Simon ‘Si Fi’ Fisher restlessly tidied lines in the cockpit. Skipper Charlie Enright was glued to his phones, endlessly hitting refresh. “You were either in your bunk staring at the ceiling, or couldn’t sit still and just walking around talking to yourself. It was a weird place,” recalls crewmember Jack Bouttell of the long delivery from The Hague to Genoa.
With zephyr light winds, the IMOCA’s usual roar had been replaced with an uncomfortable quiet, broken only by the hum of the engine as the crew frantically tried to make headway to Genoa. It made no difference when they got there. After 36,000 miles of racing, nine months criss-crossing the world’s oceans, the result of The Ocean Race and the fate of the team would be decided by six people sitting in a room as an International Jury came together to decide if 11th Hour Racing should be granted redress after a terrifying collision in The Hague.

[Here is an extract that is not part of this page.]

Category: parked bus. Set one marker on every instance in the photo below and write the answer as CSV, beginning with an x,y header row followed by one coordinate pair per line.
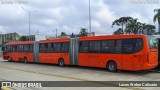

When the news came in that average points would be awarded for the final stage, there were no raucous howls of celebration. The four sailors aboard Malama sat, silently stunned, head in hands, as the engine hummed on. It was, by any count, a very strange way to win an around the world race.
A BIT DIFFERENT
The 2023 The Ocean Race was always going to be a little bit different. While it marked the 50th anniversary of the first edition of the then-Whitbread Round the World Race, the changes for the 14th running of the event were peculiarly of its time.